The LIQUOR books continue and SOUL KITCHEN is a truly fine edition to the series. I completely admit to being hooked on the lives of Rickey and G-man due to the hard-won way their author, Poppy Z. Brite, brings them to life. There is a low-country, unhurried and vernacular-perfect yet completely contemporary elegance to her prose that only comes from intense hard work and much agonizing over each sentence. While many authors are content to distractedly bang out serial novels once an acceptable groove has been found, Brite is one of the rare ones that really believes her creations deserve no less than the best. The attention to detail and the fact her characters live on in my head long after I close the cover means, at least to this reader, that she's one of the rare ones who truly can write about anything she darn well pleases and that will certainly please anyone that appreciates a good read.
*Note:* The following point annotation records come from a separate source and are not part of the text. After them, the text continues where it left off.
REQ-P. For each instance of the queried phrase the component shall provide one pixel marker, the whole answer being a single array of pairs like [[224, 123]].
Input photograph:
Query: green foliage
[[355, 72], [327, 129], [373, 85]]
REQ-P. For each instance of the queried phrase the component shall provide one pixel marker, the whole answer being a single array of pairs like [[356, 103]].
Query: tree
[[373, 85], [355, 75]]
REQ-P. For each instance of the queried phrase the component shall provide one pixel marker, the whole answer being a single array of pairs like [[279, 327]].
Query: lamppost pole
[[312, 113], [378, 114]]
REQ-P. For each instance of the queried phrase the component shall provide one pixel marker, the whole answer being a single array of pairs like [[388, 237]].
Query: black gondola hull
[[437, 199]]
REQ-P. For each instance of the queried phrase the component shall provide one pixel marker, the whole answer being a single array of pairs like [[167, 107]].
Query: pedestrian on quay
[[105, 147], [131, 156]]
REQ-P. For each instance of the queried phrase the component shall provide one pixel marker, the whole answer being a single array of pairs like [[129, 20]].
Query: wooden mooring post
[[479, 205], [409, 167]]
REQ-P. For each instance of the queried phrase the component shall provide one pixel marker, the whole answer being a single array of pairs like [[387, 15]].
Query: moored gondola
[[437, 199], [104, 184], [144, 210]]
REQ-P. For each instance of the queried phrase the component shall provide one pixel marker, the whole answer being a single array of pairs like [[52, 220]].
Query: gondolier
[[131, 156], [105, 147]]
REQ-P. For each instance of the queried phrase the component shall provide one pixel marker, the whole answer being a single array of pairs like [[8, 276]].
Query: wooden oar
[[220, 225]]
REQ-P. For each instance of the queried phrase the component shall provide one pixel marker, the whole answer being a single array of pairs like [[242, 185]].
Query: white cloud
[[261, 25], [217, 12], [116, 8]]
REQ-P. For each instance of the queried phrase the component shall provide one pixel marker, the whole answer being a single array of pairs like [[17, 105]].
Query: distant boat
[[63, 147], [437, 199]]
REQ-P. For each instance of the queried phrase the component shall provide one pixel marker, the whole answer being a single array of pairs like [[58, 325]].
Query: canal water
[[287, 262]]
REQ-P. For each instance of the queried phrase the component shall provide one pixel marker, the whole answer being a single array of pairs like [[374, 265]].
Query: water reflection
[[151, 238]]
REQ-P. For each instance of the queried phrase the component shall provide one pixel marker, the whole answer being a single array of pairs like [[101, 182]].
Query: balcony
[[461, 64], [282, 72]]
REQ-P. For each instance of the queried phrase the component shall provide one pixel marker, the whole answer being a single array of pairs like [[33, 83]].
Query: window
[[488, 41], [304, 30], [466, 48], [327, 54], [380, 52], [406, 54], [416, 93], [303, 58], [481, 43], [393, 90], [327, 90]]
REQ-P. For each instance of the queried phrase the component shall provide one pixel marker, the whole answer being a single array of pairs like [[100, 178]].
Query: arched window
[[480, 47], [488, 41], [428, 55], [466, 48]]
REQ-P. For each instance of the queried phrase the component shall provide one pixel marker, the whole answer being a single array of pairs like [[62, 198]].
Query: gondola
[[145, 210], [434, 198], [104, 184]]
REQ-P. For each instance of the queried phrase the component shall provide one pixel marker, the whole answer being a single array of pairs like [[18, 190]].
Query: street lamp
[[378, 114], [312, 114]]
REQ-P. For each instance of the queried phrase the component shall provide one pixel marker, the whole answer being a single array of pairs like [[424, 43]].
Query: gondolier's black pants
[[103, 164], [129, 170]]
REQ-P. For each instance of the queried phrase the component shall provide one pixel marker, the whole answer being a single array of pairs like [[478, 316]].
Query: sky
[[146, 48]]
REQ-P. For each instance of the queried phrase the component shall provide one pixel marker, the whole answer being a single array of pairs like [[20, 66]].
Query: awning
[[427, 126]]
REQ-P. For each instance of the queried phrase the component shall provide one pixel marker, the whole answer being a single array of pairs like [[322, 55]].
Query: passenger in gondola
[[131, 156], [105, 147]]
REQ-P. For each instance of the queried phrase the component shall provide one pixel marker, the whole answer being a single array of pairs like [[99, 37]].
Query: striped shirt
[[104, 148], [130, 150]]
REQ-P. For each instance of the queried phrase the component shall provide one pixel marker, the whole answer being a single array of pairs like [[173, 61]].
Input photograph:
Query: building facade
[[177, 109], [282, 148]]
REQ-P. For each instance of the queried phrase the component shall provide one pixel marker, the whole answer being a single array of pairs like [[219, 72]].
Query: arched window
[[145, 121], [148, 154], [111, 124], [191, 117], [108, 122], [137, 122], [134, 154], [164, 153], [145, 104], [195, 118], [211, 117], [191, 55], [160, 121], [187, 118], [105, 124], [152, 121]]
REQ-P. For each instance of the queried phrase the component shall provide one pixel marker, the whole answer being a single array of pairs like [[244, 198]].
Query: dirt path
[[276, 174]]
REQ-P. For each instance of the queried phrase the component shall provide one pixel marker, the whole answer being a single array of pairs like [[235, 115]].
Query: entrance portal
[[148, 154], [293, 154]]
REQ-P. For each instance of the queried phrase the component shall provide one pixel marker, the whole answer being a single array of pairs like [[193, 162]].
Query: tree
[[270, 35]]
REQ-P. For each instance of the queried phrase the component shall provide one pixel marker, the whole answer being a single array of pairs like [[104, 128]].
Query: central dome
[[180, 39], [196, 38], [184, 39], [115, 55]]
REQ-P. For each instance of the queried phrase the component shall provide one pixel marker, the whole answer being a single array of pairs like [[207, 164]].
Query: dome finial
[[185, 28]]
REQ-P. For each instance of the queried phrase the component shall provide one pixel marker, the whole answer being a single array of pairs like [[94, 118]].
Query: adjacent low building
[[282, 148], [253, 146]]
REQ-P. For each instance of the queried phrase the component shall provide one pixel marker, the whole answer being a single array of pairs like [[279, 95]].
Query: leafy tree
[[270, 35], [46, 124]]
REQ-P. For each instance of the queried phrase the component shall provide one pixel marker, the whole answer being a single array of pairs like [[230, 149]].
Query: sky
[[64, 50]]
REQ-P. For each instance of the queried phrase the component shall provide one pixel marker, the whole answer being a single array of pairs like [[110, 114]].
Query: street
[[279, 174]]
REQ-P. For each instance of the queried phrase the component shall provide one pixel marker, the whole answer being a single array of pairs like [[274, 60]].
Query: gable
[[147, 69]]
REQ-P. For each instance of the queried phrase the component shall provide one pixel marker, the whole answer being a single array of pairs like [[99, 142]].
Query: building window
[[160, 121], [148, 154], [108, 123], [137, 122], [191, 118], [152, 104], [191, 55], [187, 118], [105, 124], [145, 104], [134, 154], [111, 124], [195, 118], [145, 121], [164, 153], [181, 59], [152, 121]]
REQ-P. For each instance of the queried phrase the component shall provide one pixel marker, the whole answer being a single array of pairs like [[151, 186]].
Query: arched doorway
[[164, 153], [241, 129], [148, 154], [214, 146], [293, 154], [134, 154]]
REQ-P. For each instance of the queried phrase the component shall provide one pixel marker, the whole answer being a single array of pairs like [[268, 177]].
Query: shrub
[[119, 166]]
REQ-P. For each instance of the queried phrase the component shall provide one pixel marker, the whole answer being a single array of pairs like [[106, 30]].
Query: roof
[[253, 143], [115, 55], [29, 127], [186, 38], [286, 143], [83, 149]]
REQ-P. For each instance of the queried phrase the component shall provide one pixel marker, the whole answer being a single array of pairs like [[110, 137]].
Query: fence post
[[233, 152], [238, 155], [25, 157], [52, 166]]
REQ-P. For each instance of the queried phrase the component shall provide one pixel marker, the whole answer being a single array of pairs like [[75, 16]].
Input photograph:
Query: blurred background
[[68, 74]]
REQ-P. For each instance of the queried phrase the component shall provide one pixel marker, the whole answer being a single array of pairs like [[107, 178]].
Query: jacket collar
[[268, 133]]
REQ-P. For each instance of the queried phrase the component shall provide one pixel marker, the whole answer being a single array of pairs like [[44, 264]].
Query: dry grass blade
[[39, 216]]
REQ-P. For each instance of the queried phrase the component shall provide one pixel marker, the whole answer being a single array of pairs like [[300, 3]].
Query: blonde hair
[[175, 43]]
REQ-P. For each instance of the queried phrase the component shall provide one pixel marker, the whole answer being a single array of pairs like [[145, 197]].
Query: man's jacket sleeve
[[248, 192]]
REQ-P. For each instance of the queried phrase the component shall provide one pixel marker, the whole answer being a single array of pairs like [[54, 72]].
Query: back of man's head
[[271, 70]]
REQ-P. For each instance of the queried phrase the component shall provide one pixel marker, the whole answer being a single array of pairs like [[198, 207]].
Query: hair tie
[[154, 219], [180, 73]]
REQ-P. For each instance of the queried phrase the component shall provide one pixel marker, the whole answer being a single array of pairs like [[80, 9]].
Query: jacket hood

In SOUL KITCHEN, I was pleased and proud to find that Rickey and G-man have not only had further adventures in the delightfully well-told restaurant world but also have grown emotionally. They've changed in that way many real people wish they could, by facing personal and professional challenges head-on and rising to them, if not rising over them. There are recaps of some of the events in earlier books and I find them to be like looking at favorite pictures again. They help to tie the lives of the characters together in a way that some other authors burden the reader with doing. By including relevant reminders of which chef's knives are on the mantelpieces (so to speak,) it helps to know where things might go in SOUL KITCHEN. And as wonderfully usual in this series, the details of the restaurant world and the food in and around it are very well done, especially since they describe one of the most unusually diverse eating cities known to exist. Brite likely wrote most of this book before the devastation of Hurricane Katrina hit her hometown of New Orleans. It is tempting to link the strength of her characters to her own internal strength and note, in one particular way, that the rest of this series is likely to be even better than the current installment. Especially as it will most likely force Rickey and G-man to deal with a major natural and national disaster, one of the most emotionally demanding things anyone can face on or off the page.